I've a dataset with ~150K entries of GPS coordinates that looks like this:
log_time latitude longitude
0 1.555840e+09 45.429597 11.974981
1 1.555869e+09 45.429597 11.974981
3 1.555869e+09 45.429596 11.974984
4 1.555869e+09 45.429490 11.975089
5 1.555869e+09 45.429092 11.975478
count 147538
mean 0 days 00:02:27.234798
std 0 days 02:34:54.243149
min 0 days 00:00:00
25% 0 days 00:00:03
50% 0 days 00:00:05
75% 0 days 00:00:08
max 39 days 12:25:39.551000
Name: log_time, dtype: object
I expect such Dataframe to scale to several million records in the near future, so scalability is a priority.

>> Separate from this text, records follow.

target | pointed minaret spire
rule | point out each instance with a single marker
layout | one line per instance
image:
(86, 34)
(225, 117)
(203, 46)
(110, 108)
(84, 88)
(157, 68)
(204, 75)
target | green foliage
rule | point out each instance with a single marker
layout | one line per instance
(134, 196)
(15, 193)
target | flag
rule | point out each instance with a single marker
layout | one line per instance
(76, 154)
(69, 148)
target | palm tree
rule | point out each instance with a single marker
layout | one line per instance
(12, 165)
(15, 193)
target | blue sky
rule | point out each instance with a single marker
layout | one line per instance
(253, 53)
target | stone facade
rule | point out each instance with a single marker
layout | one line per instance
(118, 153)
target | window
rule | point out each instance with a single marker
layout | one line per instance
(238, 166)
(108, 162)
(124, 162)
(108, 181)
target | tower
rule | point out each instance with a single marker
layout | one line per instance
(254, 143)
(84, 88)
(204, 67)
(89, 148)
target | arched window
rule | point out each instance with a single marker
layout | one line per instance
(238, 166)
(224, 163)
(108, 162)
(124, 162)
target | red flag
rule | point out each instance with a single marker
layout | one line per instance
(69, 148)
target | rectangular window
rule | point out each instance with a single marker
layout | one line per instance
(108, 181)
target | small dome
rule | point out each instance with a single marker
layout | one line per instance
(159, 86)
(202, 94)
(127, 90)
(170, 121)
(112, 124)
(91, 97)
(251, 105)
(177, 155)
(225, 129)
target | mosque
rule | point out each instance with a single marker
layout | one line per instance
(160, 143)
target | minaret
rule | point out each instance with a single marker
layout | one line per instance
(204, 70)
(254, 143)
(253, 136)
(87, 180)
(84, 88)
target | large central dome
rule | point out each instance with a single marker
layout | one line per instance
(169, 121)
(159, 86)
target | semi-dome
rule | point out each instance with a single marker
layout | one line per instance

I'd like to interpolate the movements such that for the wider gaps, there's at least a GPS record every 60 seconds.
The standard method would be:
dff = dff.set_index(dff.pop('log_time'))
dff = dff.reindex(np.arange(dff.index.min(), dff.index.max()+1))
Which produces:
latitude longitude
log_time
1.555840e+09 45.429597 11.974981
1.555840e+09 NaN NaN
1.555840e+09 NaN NaN
1.555840e+09 NaN NaN
1.555840e+09 NaN NaN
That is to be interpolated with something like dff.interpolate().reset_index()
.
However I have a huge issue: none of the interpolation functions provided by scipy (and thus by pandas) is suitable for GPS distances—that are arcs, not straight lines. From what I've seen there's no easy way to extend the interpolation function though
I already have the distance function I'd use, but I see no easy way to deploy it without having to resort to nested for-loops.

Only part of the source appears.